The city of Exeter does not appear to have been divided into parishes until the year 1222, in pursuance then no doubt of Archbishop Langton's Constitution of the same year. The Cathedral itself was first constituted a parish by being placed under the charge of a single dignitary, the dean, by Bishop Briwere, in 1225.

Four years after he ascended the throne in 1042, Edward the Confessor gave the united bishopric of Crediton and Cornwall to his chaplain, Leofric, who, observing that Crediton was an open town, difficult to fortify against the Danish raiders, obtained from Pope Leo IX permission to remove the episcopal see to Exeter, when the Benedictine minster of St. Mary and St. Peter became the cathedral church of the diocese.

Although no part of this church remains, an ancient seal of the Cathedral is of special interest as showing some of the architectural features of the Saxon church. It depicts the west front with two towers, the northern square and the southern circular, the latter surmounted by a cross, and pierced by three round openings in the walls. There are two porches, one in the centre the other in the north tower, and the walls show indications of characteristic Saxon masonry. On the central roof is a large flêche or turret of two stages carrying a weathercock on a very tall shaft.

Of the succeeding church the only contemporary pictorial representations we have are those on early, and somewhat imperfect, seals dating from the end of the eleventh century. The first has a church with cresting of fleurs-de-lis on a hipped and tiled roof, two gable crosses, flanking pinnacles, an arcaded clerestory, and a double door with ornamental hinges, on each side of which is a quatrefoil opening. The second seal shows an arcaded building standing on a stone plinth of four courses, and flanked by towers with conical roofs and ball finials. The roof is surmounted by a large fleur-de-lis, and exhibits an unusual form of tiling. A third seal (1194-1206) shows the west front of the Cathedral with two western towers and a central porch, and a large roof turret. Another view of the west front occurs on the seal of the Archdeacon's official, 1267, and in this example there are three pointed towers, the central one carrying a cross, the others being capped with flag vanes. In the doorway stands a figure of the official. The two Norman transeptal towers still standing give the Cathedral a unique appearance, this arrangement being found nowhere else in England, save at the highly interesting and not far distant Collegiate Church of Ottery St. Mary.
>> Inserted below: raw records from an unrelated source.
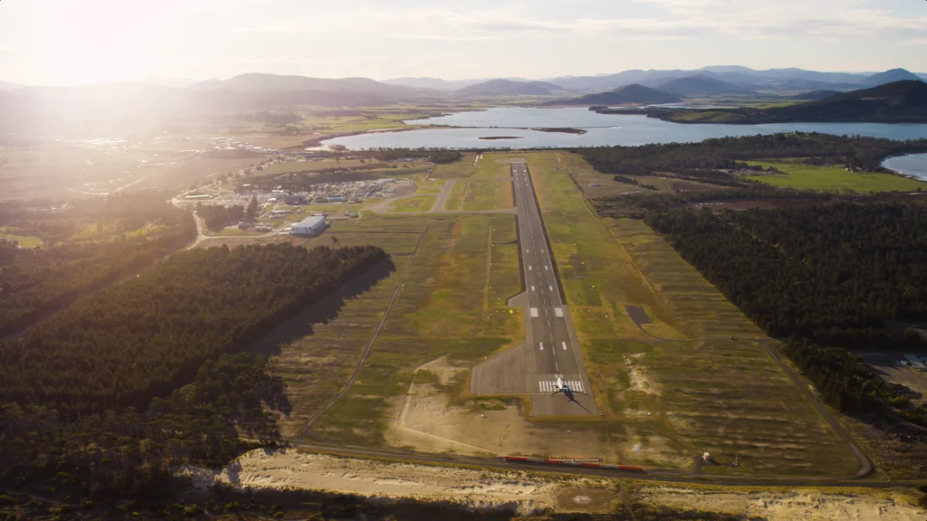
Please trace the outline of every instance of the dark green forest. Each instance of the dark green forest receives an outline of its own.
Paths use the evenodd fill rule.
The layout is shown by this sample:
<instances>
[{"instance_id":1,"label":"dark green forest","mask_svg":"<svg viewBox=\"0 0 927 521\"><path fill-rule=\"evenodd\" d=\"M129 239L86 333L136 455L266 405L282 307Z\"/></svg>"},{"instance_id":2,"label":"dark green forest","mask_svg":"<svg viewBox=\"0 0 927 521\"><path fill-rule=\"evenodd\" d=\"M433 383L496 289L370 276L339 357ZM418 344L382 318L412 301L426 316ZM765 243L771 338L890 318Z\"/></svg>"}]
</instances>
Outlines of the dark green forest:
<instances>
[{"instance_id":1,"label":"dark green forest","mask_svg":"<svg viewBox=\"0 0 927 521\"><path fill-rule=\"evenodd\" d=\"M781 210L647 213L686 260L768 334L821 397L848 413L914 407L848 349L927 350L889 321L927 319L927 207L839 201Z\"/></svg>"},{"instance_id":2,"label":"dark green forest","mask_svg":"<svg viewBox=\"0 0 927 521\"><path fill-rule=\"evenodd\" d=\"M189 213L166 201L145 194L57 211L34 203L0 205L0 225L43 242L34 249L0 246L0 337L193 240Z\"/></svg>"},{"instance_id":3,"label":"dark green forest","mask_svg":"<svg viewBox=\"0 0 927 521\"><path fill-rule=\"evenodd\" d=\"M385 258L288 244L178 253L0 342L0 403L143 408Z\"/></svg>"},{"instance_id":4,"label":"dark green forest","mask_svg":"<svg viewBox=\"0 0 927 521\"><path fill-rule=\"evenodd\" d=\"M706 139L640 146L602 146L573 150L603 173L650 175L676 172L725 179L719 169L752 169L745 160L774 158L824 159L867 171L880 169L887 156L927 151L927 139L892 141L824 133L777 133ZM730 179L730 178L729 178Z\"/></svg>"},{"instance_id":5,"label":"dark green forest","mask_svg":"<svg viewBox=\"0 0 927 521\"><path fill-rule=\"evenodd\" d=\"M884 321L927 318L927 208L838 202L654 211L646 222L771 335L847 348L912 342Z\"/></svg>"},{"instance_id":6,"label":"dark green forest","mask_svg":"<svg viewBox=\"0 0 927 521\"><path fill-rule=\"evenodd\" d=\"M0 486L35 490L83 503L84 509L122 503L173 502L188 485L177 465L218 466L241 451L280 442L276 413L286 411L283 382L267 374L264 358L222 355L208 361L192 383L139 412L127 408L69 418L53 408L0 407ZM64 511L62 511L64 513Z\"/></svg>"}]
</instances>

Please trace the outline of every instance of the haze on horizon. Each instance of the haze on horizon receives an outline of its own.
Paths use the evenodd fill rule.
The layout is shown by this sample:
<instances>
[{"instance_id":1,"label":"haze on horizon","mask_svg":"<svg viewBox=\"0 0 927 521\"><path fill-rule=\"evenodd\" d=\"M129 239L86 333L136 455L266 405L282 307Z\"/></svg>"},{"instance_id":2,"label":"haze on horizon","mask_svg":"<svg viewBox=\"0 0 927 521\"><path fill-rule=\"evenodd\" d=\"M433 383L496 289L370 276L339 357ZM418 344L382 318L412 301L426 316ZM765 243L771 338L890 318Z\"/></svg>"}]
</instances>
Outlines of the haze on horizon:
<instances>
[{"instance_id":1,"label":"haze on horizon","mask_svg":"<svg viewBox=\"0 0 927 521\"><path fill-rule=\"evenodd\" d=\"M909 0L5 0L0 81L245 72L551 78L743 65L927 71Z\"/></svg>"}]
</instances>

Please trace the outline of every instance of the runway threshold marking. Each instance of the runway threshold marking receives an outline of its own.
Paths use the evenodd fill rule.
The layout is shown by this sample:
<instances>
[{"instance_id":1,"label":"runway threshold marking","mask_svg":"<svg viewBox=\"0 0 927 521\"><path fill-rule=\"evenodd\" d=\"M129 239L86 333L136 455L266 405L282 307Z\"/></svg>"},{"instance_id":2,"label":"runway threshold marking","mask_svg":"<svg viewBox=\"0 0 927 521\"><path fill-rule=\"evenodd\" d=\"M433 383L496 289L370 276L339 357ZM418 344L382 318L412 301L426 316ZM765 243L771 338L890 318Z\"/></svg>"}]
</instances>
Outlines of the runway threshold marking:
<instances>
[{"instance_id":1,"label":"runway threshold marking","mask_svg":"<svg viewBox=\"0 0 927 521\"><path fill-rule=\"evenodd\" d=\"M570 388L572 391L583 392L582 381L580 380L565 380L564 385ZM540 392L553 392L557 390L557 382L553 380L541 380L538 382L538 388L540 389Z\"/></svg>"}]
</instances>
Having thus briefly sketched from pictorial evidence the architectural characteristics of the predecessors of the present Cathedral, we may begin our tour of the building. Exeter is known as a Cathedral of the Old Foundation, as in pre-Reformation days it was served by secular canons, and as such it was not refounded by Henry VIII; so that there has been no break in the continuity of its ecclesiastical history since its original institution in the days of Leofric. With the exception of Carlisle, which was served before the Reformation by Augustinian or Austin canons, all the cathedrals of the Old Foundation were served by secular canons. It must be remembered that although nearly the whole of the architectural merit of the Cathedral lies in the interior, and particularly in the magnificent stone vaulting of the roof, which is the high-water mark of vaulting on a large scale in England, there are several portions of the exterior that are worth noting. Externally the great defect of the building is the low elevation of the body, and the want of a central tower to counteract the heavy effect produced by solid square towers at each transept.
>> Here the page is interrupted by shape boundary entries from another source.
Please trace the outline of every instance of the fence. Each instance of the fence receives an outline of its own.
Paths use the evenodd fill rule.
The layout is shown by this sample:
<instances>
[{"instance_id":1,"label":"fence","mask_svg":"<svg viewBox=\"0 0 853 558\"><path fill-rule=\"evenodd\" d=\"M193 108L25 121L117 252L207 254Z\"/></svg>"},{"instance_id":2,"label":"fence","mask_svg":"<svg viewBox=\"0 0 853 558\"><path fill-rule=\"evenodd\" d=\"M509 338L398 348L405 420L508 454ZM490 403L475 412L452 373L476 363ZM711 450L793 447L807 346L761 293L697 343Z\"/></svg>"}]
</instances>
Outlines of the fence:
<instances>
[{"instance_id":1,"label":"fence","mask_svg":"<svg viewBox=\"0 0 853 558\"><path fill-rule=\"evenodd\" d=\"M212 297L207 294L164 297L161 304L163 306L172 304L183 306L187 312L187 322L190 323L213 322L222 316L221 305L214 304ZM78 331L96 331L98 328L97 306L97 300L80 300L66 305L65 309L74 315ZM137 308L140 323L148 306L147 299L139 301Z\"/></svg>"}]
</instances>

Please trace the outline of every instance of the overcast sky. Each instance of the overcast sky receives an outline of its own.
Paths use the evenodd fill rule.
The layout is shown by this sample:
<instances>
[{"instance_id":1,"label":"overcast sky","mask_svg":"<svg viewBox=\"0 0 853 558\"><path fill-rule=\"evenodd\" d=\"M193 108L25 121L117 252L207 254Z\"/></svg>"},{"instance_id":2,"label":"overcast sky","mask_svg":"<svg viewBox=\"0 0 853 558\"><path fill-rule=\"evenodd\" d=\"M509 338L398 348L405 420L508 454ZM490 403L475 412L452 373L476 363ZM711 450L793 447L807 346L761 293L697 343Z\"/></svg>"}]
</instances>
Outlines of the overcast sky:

The west front, with its low, embattled screen of figures, is not a very happy architectural composition, and is not to be compared to the west fronts of Lincoln and Peterborough, where the figure sculpture is earlier and better executed than at Exeter. The one redeeming feature of an otherwise unimposing west front, is the Decorated tracery of the great window, now filled with modern, and not very satisfactory, glass in memory of Archbishop Temple, who was Bishop of Exeter from 1869 to 1885.